The restrictions will make it difficult for the company to acquire US products by requiring ZTE suppliers to apply for an export license before shipping any American equipment or parts to ZTE.
According to a Commerce Department notice that will be published next week in the US Federal Register, license applications are generally denied, Reuters reported.
The restrictions will take effect on Tuesday and apply to any company worldwide that wants to ship US-made products to ZTE in China. Those companies are not the target of the export curbs on ZTE.
“This is a significant new burden on trade with ZTE,” a senior official at the Commerce Department told Reuters.
The official declined to comment on whether the US government might take further action against ZTE.
A spokesman for ZTE, based in Shenzhen, China, could not be reached for immediate comment. The company can appeal the action.

 US Export Violations
The Commerce Department investigated ZTE for alleged export-control violations following reports by Reuters in 2012 that the company had signed contracts to ship millions of dollars worth of hardware and software from some of America’s best-known tech firms to Iran’s largest telecom carrier, Telecommunications Company of Iran, and a unit of the consortium that controls it.
The US product makers, which included Microsoft, IBM, Oracle and Dell, have all said they were not aware of the Iranian contracts. It is not clear if any of these companies still do business with ZTE.

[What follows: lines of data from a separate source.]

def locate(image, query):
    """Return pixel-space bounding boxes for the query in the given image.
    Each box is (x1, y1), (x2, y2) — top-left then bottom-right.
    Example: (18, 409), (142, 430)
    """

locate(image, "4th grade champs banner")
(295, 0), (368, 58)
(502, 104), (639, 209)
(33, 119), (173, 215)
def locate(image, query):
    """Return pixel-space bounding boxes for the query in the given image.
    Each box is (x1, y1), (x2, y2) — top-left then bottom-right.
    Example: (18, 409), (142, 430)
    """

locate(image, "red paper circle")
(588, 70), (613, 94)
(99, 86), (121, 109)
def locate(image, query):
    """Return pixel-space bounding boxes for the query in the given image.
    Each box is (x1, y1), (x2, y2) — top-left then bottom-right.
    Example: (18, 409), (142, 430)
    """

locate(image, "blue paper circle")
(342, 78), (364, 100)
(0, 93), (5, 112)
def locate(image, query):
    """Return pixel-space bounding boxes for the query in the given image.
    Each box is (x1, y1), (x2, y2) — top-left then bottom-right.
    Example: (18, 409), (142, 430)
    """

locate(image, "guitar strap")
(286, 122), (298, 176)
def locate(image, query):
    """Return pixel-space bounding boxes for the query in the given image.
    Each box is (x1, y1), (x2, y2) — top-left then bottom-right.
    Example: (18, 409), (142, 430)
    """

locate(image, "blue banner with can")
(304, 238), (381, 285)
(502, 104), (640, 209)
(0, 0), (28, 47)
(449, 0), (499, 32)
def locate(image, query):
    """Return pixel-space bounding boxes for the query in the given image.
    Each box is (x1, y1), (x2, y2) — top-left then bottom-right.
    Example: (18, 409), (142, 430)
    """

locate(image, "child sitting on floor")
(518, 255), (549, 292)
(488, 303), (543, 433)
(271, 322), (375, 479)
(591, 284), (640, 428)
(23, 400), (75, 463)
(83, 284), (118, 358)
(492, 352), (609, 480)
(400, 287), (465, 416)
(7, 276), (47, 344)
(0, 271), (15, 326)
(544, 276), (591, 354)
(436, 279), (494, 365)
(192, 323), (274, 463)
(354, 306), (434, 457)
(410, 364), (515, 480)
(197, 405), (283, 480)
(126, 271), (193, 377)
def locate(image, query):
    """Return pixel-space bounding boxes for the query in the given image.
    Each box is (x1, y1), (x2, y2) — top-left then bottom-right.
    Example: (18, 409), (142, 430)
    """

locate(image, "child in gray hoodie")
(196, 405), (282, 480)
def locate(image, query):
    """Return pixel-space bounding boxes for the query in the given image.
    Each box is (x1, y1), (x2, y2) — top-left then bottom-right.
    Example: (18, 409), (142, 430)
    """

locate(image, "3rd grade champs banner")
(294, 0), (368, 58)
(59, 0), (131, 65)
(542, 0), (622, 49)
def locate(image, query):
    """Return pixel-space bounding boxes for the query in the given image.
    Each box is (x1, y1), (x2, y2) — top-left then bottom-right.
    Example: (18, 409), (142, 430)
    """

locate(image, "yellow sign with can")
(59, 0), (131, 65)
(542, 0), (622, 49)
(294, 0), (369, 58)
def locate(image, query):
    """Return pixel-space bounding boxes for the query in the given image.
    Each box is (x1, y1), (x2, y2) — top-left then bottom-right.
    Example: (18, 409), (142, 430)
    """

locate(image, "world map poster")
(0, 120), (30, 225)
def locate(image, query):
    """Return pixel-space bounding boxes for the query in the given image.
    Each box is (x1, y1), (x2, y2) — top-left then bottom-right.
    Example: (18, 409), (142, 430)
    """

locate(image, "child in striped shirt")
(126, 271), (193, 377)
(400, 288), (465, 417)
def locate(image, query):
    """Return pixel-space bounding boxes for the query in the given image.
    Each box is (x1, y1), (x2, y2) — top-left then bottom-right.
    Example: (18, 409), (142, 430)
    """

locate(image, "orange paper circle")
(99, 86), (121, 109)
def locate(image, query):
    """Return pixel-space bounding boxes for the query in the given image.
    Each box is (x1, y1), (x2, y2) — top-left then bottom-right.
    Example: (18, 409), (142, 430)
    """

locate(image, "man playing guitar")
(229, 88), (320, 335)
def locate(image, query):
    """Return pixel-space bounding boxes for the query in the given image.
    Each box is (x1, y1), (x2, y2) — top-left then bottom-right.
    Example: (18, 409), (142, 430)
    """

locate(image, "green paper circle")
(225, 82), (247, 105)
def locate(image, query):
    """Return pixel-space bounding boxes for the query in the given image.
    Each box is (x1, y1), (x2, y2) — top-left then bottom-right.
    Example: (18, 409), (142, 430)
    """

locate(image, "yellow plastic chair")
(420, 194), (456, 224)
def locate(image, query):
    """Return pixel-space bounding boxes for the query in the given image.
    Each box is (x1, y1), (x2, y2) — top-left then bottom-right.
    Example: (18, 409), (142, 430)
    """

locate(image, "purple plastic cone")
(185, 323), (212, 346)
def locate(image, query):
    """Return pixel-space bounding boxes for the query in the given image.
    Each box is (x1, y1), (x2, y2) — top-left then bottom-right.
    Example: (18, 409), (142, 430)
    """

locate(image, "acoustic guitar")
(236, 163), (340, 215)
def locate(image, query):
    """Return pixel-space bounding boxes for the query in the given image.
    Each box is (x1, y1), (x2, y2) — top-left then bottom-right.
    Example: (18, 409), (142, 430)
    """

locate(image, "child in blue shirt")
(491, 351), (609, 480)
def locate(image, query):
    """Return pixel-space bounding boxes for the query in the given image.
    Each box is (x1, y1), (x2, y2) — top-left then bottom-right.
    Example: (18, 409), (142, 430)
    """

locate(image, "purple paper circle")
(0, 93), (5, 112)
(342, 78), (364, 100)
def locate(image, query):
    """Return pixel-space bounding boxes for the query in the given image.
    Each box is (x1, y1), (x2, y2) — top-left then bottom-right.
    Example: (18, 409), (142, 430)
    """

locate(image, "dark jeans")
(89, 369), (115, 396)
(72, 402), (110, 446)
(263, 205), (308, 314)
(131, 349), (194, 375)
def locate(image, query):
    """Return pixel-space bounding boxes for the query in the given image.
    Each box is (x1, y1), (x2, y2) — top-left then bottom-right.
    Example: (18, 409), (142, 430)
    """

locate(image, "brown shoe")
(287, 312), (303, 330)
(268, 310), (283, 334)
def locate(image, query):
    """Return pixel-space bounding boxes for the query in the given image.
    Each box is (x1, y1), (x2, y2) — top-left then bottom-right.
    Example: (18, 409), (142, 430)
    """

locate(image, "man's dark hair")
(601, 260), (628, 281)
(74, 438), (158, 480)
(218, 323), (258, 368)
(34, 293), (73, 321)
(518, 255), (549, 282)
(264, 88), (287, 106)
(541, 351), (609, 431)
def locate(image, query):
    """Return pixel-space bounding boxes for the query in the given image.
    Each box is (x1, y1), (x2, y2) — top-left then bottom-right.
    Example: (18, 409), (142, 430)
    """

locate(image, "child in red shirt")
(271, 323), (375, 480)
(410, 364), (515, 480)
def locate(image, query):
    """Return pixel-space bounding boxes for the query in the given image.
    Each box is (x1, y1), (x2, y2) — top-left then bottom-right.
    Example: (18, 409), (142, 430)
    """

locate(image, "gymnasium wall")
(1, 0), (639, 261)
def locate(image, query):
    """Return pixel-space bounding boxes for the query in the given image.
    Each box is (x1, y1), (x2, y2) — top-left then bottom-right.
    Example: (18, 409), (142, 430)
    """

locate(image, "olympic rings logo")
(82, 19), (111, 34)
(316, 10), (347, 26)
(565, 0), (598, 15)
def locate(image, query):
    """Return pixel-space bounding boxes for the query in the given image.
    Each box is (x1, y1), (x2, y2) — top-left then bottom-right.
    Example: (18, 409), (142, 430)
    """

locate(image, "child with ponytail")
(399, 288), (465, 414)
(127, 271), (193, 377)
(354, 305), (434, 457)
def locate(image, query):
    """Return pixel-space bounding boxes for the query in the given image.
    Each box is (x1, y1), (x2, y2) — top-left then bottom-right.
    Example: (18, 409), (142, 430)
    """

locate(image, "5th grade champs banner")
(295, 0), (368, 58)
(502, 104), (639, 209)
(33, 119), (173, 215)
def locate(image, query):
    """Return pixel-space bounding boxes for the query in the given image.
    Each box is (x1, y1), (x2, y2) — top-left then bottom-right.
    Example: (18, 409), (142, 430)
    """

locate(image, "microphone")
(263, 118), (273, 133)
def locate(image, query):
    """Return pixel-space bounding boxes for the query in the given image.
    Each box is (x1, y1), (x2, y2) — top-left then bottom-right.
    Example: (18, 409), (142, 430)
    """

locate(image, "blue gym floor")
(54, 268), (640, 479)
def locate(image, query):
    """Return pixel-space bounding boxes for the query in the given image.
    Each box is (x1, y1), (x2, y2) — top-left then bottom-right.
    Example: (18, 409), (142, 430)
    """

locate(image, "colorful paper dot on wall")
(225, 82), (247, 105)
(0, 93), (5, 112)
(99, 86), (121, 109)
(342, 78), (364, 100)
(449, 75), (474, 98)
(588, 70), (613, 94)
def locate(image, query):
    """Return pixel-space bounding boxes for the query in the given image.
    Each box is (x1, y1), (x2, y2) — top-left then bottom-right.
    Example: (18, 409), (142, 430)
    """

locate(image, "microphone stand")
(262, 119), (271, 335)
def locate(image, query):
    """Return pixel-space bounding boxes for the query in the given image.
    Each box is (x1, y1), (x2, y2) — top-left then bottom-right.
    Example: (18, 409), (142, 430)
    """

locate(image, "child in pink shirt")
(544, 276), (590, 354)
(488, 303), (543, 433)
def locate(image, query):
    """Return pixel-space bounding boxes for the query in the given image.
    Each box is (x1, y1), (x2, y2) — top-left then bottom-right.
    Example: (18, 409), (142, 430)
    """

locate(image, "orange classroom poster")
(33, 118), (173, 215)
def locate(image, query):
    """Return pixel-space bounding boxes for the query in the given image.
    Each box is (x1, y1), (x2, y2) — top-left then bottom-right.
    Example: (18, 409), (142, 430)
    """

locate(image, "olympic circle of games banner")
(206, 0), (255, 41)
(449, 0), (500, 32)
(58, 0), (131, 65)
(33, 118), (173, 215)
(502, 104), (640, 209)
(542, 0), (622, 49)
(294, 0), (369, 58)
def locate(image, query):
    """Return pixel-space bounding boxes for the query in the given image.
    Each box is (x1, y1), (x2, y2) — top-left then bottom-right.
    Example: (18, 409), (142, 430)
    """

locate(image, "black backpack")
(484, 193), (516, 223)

Washington has long banned the sale of US-made tech products to the Iranian government. The Commerce Department’s investigation focused on whether ZTE had acquired American products through front companies and then shipped them to Iran, a violation of US sanctions.

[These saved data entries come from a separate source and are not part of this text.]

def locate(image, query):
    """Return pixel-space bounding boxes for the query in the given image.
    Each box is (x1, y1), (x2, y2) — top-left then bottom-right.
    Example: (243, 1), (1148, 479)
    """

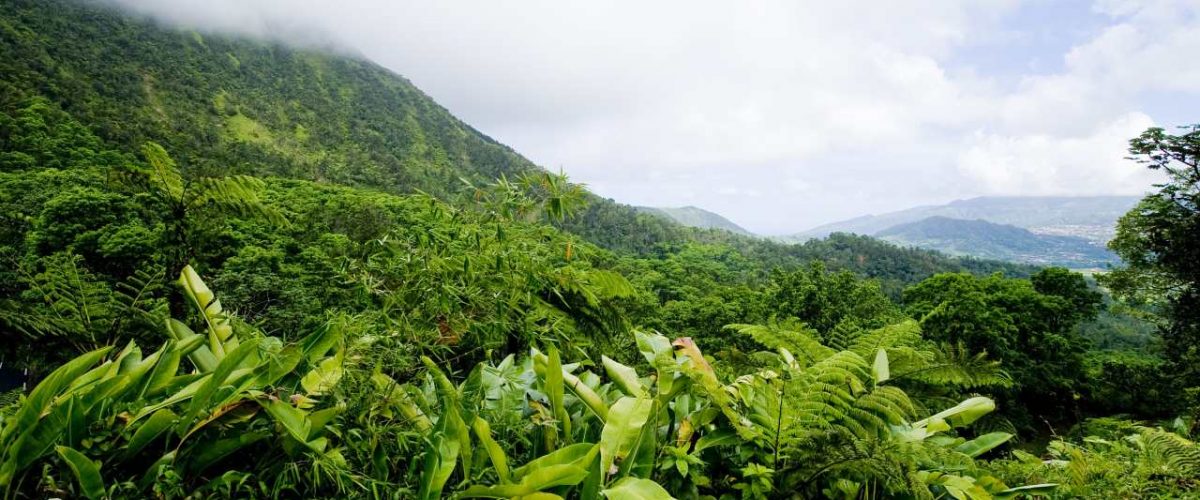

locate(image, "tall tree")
(1103, 124), (1200, 384)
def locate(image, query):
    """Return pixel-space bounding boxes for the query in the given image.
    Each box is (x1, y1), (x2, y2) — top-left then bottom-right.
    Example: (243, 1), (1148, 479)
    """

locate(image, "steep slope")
(789, 196), (1141, 244)
(0, 0), (538, 197)
(876, 216), (1117, 268)
(635, 206), (752, 235)
(0, 0), (690, 255)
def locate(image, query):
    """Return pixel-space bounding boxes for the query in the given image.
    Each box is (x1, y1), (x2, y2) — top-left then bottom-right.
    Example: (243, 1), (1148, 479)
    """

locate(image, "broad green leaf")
(545, 347), (569, 446)
(600, 398), (653, 481)
(301, 355), (344, 395)
(178, 338), (260, 434)
(601, 477), (674, 500)
(694, 428), (738, 452)
(0, 347), (110, 487)
(260, 399), (313, 445)
(140, 344), (183, 398)
(872, 348), (890, 383)
(534, 351), (608, 422)
(513, 443), (599, 481)
(955, 432), (1013, 458)
(184, 432), (268, 474)
(602, 356), (648, 398)
(464, 464), (590, 498)
(634, 331), (672, 365)
(616, 400), (658, 480)
(123, 409), (177, 460)
(916, 396), (995, 431)
(518, 463), (591, 491)
(460, 484), (535, 498)
(417, 430), (460, 500)
(472, 417), (511, 484)
(55, 446), (105, 500)
(263, 346), (304, 387)
(1, 347), (110, 444)
(372, 373), (432, 430)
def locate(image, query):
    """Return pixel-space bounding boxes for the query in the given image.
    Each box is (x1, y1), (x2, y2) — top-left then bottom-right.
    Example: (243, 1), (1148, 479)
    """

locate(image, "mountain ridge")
(634, 206), (752, 235)
(785, 195), (1142, 244)
(876, 216), (1118, 268)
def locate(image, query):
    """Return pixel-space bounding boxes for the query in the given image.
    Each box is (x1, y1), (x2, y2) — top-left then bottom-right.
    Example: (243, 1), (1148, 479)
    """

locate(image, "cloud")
(105, 0), (1199, 234)
(958, 112), (1160, 196)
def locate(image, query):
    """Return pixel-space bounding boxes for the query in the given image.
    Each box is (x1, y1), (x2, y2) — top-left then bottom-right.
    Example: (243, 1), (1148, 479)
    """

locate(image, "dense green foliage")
(0, 0), (1196, 498)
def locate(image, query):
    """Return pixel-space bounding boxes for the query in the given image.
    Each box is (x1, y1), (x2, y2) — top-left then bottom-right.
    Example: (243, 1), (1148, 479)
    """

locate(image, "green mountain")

Commerce Department investigators obtained internal ZTE documents—some marked by the company “Top Secret”—outlining an alleged sanctions-busting scheme. Reuters reviewed some of the documents.

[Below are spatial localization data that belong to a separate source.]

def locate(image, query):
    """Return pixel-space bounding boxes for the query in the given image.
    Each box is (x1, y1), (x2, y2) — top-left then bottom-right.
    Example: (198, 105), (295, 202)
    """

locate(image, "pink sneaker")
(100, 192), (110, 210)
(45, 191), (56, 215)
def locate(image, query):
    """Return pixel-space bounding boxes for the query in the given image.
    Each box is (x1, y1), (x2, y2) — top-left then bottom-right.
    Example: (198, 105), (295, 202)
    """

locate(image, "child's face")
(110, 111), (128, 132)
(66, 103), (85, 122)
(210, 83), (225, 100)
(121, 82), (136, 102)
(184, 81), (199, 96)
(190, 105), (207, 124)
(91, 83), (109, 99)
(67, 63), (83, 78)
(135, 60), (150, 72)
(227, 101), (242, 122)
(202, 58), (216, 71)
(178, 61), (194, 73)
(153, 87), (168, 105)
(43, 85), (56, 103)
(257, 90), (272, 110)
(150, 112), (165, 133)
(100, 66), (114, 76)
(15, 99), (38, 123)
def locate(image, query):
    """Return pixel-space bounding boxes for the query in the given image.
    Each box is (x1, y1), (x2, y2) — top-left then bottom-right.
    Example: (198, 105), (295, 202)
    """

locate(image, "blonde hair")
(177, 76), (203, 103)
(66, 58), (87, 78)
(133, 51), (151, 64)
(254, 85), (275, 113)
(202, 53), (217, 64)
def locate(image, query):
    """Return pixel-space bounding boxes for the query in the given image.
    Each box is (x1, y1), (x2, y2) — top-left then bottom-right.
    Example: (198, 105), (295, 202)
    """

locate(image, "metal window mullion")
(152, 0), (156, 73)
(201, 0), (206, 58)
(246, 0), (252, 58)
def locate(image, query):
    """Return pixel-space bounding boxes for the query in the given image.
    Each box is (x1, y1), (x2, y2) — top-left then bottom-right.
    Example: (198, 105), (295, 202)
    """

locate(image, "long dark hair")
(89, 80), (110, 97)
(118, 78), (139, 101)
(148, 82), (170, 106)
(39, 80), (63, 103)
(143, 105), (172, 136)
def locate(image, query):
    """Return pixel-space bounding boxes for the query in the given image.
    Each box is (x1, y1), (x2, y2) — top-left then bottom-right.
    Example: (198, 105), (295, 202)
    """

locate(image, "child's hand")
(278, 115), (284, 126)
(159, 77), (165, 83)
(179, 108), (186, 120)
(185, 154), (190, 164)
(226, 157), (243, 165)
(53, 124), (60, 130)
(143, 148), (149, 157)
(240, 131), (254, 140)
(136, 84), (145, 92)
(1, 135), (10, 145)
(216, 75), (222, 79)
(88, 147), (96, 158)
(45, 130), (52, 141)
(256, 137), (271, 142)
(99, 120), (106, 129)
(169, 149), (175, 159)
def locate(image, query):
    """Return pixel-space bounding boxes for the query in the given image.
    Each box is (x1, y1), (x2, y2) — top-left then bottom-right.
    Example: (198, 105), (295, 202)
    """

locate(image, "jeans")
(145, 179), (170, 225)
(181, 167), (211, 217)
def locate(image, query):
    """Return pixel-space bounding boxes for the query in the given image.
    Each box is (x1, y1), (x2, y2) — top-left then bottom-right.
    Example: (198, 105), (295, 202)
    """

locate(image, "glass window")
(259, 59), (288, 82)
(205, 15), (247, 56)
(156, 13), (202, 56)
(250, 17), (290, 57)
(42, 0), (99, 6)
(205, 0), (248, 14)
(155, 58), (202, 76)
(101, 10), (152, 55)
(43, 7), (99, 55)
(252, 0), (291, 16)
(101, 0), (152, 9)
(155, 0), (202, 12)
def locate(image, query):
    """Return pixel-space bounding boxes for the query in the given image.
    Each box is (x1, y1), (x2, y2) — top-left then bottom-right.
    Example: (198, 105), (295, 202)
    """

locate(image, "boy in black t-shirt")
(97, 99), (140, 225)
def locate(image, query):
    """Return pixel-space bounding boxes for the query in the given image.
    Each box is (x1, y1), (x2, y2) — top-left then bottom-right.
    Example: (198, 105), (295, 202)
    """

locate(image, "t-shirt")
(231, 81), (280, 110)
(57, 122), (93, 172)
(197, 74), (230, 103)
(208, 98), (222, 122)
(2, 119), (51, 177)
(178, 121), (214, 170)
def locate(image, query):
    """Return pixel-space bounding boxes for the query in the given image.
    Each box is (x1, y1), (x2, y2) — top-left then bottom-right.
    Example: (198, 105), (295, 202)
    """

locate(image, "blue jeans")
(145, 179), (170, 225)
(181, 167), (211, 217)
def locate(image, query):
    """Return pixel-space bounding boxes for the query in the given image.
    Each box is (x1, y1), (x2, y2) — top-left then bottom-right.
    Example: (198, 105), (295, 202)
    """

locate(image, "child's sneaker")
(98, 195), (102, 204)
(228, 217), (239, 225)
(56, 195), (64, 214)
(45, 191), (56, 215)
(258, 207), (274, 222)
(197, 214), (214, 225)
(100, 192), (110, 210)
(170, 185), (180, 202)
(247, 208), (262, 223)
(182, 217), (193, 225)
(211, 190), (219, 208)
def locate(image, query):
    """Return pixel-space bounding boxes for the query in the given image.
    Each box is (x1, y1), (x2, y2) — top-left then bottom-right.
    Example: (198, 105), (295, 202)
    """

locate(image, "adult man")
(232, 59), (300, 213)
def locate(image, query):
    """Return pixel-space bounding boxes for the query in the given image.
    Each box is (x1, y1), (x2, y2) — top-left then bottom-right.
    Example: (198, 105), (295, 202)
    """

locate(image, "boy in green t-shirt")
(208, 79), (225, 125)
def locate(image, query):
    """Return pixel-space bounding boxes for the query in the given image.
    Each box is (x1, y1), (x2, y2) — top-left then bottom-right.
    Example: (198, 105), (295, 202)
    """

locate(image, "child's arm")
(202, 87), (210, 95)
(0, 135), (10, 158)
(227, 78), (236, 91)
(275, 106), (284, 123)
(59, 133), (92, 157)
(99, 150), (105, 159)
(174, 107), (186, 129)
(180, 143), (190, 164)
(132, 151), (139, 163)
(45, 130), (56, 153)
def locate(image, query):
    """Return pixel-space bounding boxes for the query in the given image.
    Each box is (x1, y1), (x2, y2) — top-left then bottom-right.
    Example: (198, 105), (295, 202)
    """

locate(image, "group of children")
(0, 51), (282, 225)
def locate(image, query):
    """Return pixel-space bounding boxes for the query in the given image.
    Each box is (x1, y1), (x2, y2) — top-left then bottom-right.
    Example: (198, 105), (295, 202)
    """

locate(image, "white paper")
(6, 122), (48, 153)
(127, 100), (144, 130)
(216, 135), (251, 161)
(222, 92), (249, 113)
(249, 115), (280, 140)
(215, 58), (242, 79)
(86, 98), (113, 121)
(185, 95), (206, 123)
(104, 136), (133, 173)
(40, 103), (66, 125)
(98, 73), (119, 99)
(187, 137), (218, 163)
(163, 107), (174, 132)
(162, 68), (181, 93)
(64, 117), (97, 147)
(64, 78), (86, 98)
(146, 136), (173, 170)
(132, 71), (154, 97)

The senior Commerce Department official declined to comment on whether ZTE had carried through with the alleged scheme.
The day after the first Reuters article was published in March 2012, a ZTE spokesman said the company would “curtail” its business in Iran. The company later issued a statement saying: “ZTE no longer seeks new customers in Iran and limits business activities with existing customers.”
What effect the new export restrictions will have on ZTE’s current global business is not clear, but it is unlikely to pull out of the Iranian market, although a majority of sanctions against Iran have been removed after it reached a historic nuclear deal with world major powers.
One undated internal ZTE document obtained by Commerce Department investigators and reviewed by Reuters states: “Our company has many technologies and components that came from suppliers in the US.”
It also states: “Lots of chips or software used in the products of our company are from US suppliers.”
One of ZTE’s websites also states that several major US tech companies, including Microsoft, Intel, IBM and Honeywell International, all freely available in Tehran, are “key strategic partners of ZTE”. The terms of the partnerships are not described.
ZTE is one of the world’s largest telecom equipment makers with operations in 160 countries, according to its website. It also is a major manufacturer of mobile handsets.
Founded in 1985, its shares trade on both the Hong Kong and Shenzhen stock exchanges.
Besides ZTE, the export curbs will apply to two of its Chinese affiliates, ZTE Kangxun Telecommunications Ltd. and Beijing 8-Star, and an Iranian company, ZTE Parsian.

 ZTE Reenters With Cellphones
In recent news, a local mobile phone importer and after-sales service company named Yas has unveiled ZTE’s mobile phone V6 in Iran.
The company, which holds the legal dealership of ZTE, held a seminar in Tehran in January announcing the reentry of the brand with handsets, local technology website ITIRAN reported at the time.
According to the company’s sales manager, Mohammad Rishpour, ZTE expressed interest in reentering Iran’s market three years ago and the two companies negotiated a deal.
“ZTE hopes to carve a market share with a special focus on customer satisfaction,” he said.